Treasurer opens the door to fresh tax cuts
Chalmers used a speech to the National Press Club on Wednesday to flag Labor would go beyond the commitments it made before the May 3 election, which included a 2 per cent tax cut, as part of a productivity overhaul but stopped short of endorsing specific new policies.
Tax reform, the Treasurer said on Tuesday, should lift productivity, simplify the system and improve intergenerational equity as well as 'lowering the personal tax burden and increasing the rewards from work.'
Labor used a summit in 2022 to build support for a raft of union-friendly industrial relations changes and it has scheduled a three-day Productivity Summit for August where it will assemble industry, economic, social and political leaders to plan fresh reform.

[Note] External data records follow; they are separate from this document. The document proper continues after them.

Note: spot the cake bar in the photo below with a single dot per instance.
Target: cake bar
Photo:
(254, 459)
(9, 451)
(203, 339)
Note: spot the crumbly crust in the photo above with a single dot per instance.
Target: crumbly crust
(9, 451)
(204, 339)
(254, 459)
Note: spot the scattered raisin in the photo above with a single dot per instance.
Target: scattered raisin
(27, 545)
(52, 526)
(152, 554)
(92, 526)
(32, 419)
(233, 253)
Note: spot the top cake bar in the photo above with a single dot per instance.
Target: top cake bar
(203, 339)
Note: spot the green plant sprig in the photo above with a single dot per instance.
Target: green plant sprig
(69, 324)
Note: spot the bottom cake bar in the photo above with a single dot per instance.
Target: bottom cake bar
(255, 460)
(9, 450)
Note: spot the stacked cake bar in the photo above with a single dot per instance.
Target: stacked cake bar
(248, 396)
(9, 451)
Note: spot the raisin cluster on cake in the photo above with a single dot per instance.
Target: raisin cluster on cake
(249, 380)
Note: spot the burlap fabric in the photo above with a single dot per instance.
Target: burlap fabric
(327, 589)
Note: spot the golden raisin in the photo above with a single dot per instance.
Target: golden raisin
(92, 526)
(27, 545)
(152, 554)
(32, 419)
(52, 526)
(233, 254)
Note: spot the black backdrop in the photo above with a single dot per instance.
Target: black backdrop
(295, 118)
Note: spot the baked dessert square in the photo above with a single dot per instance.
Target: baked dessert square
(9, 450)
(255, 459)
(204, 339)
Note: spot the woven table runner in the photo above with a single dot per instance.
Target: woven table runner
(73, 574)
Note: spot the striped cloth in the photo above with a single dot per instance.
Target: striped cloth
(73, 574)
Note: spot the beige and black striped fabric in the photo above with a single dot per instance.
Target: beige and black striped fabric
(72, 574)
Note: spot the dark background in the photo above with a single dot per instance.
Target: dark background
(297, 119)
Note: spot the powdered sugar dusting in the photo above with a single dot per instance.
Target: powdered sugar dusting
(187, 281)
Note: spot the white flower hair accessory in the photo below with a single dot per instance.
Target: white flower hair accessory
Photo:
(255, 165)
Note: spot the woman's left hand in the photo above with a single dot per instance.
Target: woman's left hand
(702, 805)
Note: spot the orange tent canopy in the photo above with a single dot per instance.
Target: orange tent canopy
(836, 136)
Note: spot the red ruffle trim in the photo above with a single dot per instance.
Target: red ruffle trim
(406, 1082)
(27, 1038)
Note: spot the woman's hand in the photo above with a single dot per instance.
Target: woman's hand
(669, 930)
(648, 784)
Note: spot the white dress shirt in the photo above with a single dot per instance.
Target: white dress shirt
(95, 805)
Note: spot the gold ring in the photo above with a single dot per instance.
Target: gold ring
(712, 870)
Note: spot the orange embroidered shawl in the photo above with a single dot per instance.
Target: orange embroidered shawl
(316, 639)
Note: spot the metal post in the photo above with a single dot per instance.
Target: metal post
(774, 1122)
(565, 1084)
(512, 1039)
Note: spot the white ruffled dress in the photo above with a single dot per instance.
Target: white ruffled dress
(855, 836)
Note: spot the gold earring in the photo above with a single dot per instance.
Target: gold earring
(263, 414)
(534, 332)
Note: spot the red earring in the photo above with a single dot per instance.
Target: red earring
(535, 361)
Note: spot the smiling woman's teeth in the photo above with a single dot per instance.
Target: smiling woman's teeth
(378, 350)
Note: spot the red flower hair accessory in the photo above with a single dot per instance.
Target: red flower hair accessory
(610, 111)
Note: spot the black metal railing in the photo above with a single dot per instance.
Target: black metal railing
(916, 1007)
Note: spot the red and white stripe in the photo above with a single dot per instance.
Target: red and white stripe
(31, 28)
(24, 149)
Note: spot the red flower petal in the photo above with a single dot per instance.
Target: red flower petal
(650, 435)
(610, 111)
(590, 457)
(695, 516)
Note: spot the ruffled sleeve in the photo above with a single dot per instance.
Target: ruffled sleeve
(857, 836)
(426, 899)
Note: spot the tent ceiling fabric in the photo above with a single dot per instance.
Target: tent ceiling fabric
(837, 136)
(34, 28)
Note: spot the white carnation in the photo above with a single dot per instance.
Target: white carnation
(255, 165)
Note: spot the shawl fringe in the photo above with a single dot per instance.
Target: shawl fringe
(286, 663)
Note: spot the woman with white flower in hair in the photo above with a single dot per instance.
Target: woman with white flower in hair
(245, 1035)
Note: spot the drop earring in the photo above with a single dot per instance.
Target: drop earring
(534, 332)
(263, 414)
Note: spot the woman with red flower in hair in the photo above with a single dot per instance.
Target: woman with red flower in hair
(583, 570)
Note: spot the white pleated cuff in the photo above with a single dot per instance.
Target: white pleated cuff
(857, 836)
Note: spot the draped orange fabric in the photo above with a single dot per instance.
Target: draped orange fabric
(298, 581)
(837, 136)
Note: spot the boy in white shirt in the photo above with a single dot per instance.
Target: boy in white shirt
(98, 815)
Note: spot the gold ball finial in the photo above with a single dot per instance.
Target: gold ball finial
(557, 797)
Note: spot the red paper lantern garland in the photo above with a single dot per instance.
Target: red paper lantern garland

'As the PM made clear here, delivering our commitments in housing and energy and across the board is the best place to start – but it's not the limit of our ambitions,' Chalmers said. 'They're a foundation not a destination.'
'We have a mandate to deliver the policies and plans we took to the election, and a duty to build on them.'
At a press conference in Melbourne on Wednesday, Coalition finance spokesman James Paterson said the opposition acknowledged the system could be more efficient and was prepared to discuss tax reform as long as it did not increase rates. But he cautioned Chalmers could be planning to raise taxes instead.
'Jim Chalmers is like the arsonist pretending to be a firefighter turning up to put out the fires that he and the Albanese government themselves set in their first term,' Paterson said.
Chalmers said that plans from the summit would have to be in the national interest, budget neutral or positive, specific and practical.